Twitch streamer Meowriianne’s innocent emote featuring a mushroom in a hot tub was banned after being deemed too “sexual,” much to the confusion of the content creator.

Custom emotes are a great way for streamers to personalize their channels and give their subscribers a way to support them in other chats across the platform.

Oftentimes, streamers will incorporate memes and inside jokes into their emotes for a touch more personality. Twitch’s notorious hot tub meta is one such inside reference that many hold differing opinions on, so it’s easy to see why emotes relating to it may seem like a good idea. Especially when mushroom are a common theme for her.
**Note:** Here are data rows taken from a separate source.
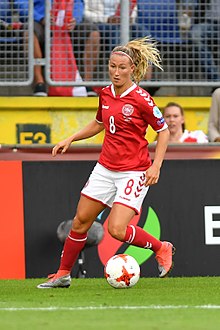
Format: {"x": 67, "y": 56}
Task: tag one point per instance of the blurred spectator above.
{"x": 214, "y": 117}
{"x": 9, "y": 23}
{"x": 205, "y": 33}
{"x": 174, "y": 116}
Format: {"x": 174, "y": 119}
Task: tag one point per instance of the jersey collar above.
{"x": 125, "y": 92}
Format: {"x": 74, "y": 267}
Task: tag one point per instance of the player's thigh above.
{"x": 88, "y": 209}
{"x": 131, "y": 189}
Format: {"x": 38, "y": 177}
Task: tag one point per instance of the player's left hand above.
{"x": 152, "y": 175}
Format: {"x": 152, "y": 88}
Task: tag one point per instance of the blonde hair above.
{"x": 142, "y": 52}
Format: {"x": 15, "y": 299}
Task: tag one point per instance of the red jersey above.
{"x": 126, "y": 118}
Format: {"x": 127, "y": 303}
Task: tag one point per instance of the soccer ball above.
{"x": 122, "y": 271}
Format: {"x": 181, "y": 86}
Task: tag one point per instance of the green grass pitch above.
{"x": 154, "y": 304}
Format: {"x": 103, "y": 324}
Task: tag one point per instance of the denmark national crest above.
{"x": 127, "y": 110}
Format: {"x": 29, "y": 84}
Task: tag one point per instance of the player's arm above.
{"x": 93, "y": 128}
{"x": 153, "y": 172}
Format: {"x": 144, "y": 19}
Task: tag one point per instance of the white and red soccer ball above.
{"x": 122, "y": 271}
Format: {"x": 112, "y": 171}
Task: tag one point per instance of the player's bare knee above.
{"x": 80, "y": 224}
{"x": 116, "y": 232}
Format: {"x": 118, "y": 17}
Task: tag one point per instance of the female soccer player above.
{"x": 124, "y": 172}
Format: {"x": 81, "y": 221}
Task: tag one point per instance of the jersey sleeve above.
{"x": 152, "y": 114}
{"x": 99, "y": 112}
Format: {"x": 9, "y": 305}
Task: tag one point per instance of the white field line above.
{"x": 92, "y": 308}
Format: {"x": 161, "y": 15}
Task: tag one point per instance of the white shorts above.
{"x": 110, "y": 187}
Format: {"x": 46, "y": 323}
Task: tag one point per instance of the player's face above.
{"x": 120, "y": 70}
{"x": 174, "y": 119}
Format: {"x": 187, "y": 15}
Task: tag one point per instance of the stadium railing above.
{"x": 168, "y": 22}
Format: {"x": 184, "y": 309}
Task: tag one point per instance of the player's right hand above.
{"x": 61, "y": 147}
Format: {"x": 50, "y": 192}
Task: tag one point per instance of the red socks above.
{"x": 73, "y": 246}
{"x": 138, "y": 237}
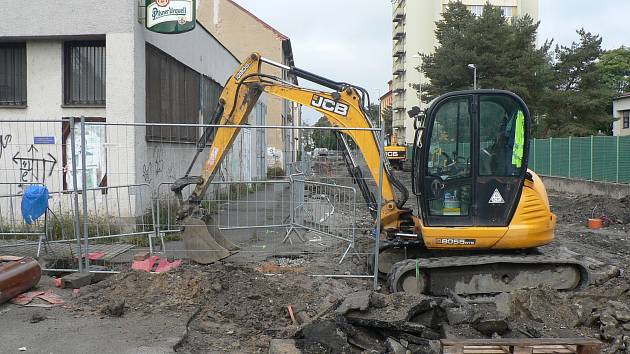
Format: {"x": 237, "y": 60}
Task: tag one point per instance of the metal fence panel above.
{"x": 623, "y": 166}
{"x": 596, "y": 158}
{"x": 559, "y": 158}
{"x": 604, "y": 158}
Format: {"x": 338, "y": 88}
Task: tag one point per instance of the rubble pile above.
{"x": 613, "y": 211}
{"x": 400, "y": 323}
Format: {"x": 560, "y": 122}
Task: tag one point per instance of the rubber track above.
{"x": 463, "y": 261}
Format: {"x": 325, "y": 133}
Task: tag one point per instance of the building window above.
{"x": 172, "y": 97}
{"x": 84, "y": 73}
{"x": 95, "y": 150}
{"x": 12, "y": 74}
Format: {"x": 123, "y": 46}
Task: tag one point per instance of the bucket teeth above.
{"x": 203, "y": 241}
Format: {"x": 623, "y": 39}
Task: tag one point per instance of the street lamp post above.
{"x": 474, "y": 68}
{"x": 419, "y": 57}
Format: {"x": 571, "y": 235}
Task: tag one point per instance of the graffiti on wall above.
{"x": 4, "y": 142}
{"x": 34, "y": 167}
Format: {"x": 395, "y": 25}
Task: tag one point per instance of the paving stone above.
{"x": 283, "y": 346}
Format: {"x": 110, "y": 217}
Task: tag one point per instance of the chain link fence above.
{"x": 109, "y": 197}
{"x": 594, "y": 158}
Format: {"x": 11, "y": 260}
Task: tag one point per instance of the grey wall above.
{"x": 67, "y": 17}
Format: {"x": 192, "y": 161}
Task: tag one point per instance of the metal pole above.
{"x": 77, "y": 228}
{"x": 591, "y": 157}
{"x": 569, "y": 157}
{"x": 550, "y": 155}
{"x": 84, "y": 192}
{"x": 550, "y": 149}
{"x": 379, "y": 201}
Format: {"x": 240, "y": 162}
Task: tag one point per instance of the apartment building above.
{"x": 105, "y": 65}
{"x": 413, "y": 33}
{"x": 243, "y": 33}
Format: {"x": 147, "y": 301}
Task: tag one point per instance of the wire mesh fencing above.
{"x": 593, "y": 158}
{"x": 110, "y": 196}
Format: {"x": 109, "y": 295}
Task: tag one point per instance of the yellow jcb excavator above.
{"x": 481, "y": 215}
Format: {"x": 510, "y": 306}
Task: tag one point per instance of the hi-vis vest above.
{"x": 519, "y": 140}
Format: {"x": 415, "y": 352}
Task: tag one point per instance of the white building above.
{"x": 96, "y": 59}
{"x": 621, "y": 114}
{"x": 413, "y": 33}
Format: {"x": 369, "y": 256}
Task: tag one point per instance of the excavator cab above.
{"x": 470, "y": 159}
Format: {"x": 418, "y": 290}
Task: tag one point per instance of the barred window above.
{"x": 84, "y": 73}
{"x": 172, "y": 97}
{"x": 12, "y": 74}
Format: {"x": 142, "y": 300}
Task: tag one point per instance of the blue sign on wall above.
{"x": 44, "y": 140}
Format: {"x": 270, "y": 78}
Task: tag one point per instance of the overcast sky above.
{"x": 350, "y": 40}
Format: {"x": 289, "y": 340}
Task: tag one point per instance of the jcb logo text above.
{"x": 330, "y": 105}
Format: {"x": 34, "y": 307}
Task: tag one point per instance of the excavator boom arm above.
{"x": 343, "y": 108}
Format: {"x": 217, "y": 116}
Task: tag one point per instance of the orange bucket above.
{"x": 594, "y": 224}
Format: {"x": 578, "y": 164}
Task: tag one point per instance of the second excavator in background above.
{"x": 482, "y": 214}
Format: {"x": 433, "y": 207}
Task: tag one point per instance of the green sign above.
{"x": 170, "y": 16}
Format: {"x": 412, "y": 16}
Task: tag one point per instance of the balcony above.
{"x": 399, "y": 48}
{"x": 399, "y": 67}
{"x": 399, "y": 12}
{"x": 398, "y": 85}
{"x": 399, "y": 31}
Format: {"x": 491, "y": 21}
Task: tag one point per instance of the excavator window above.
{"x": 449, "y": 159}
{"x": 474, "y": 158}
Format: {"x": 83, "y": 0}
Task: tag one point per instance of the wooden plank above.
{"x": 547, "y": 350}
{"x": 523, "y": 341}
{"x": 523, "y": 350}
{"x": 589, "y": 349}
{"x": 453, "y": 349}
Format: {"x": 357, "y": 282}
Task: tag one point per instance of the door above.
{"x": 448, "y": 175}
{"x": 502, "y": 160}
{"x": 474, "y": 159}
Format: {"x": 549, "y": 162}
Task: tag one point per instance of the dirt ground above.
{"x": 240, "y": 305}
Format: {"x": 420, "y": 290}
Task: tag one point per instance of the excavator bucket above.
{"x": 204, "y": 242}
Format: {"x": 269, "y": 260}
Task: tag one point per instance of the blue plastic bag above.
{"x": 34, "y": 203}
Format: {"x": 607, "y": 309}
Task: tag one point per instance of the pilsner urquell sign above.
{"x": 170, "y": 16}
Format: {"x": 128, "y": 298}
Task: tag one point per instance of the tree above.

Unfortunately for Meowriianne, her emote of a mushroom in a hot tub was, for some bizarre reason, considered to be sexual, leading for it to be banned.

Twitch bans hot tub mushroom emote for “sexual content”

On November 18, the Atlanta-based streamer revealed that Twitch wouldn’t be allowing her emote on the platform.

“Did you guys know this cute emote of a mushroom in a little tub with floaties is sexual? Twitch says so!” she said on Twitter, posting a picture of it.

In an email from Twitch, the site claimed that it was banned for containing “sexual content” and noted that “sexualized torsos” are not allowed.

Amusingly, a very similar emote without the yellow bikini or flotation devices is currently allowed on her channel, leading to more frustration.

“This is a long stretch but maybe whoever denied that is misinterpreting the bikini for nipples maybe?” a fan suggested. “You have to be cross eyed AF for that though. Or Shrooms in Bikins are too hot right now.”

Not the first hot tub emote Twitch controversy

As Dexerto previously reported, Twitch banned another streamer’s emote featuring Winnie the Pooh in a hot tub for the same reason as Meowriianne’s.

Originally, the emote featured the cartoon bear in a bikini with money all around him, but was eventually approved once it was edited to make the swim attire look more like a shirt.

It’s unclear if Twitch has some sort of issues with bikinis or not, but considering the site implemented a special category just for hot tub and beach broadcasts, there seems to be a lot of confusion.

Hopefully, the Amazon-owned site can clarify its stance and keep these issues from happening in the future.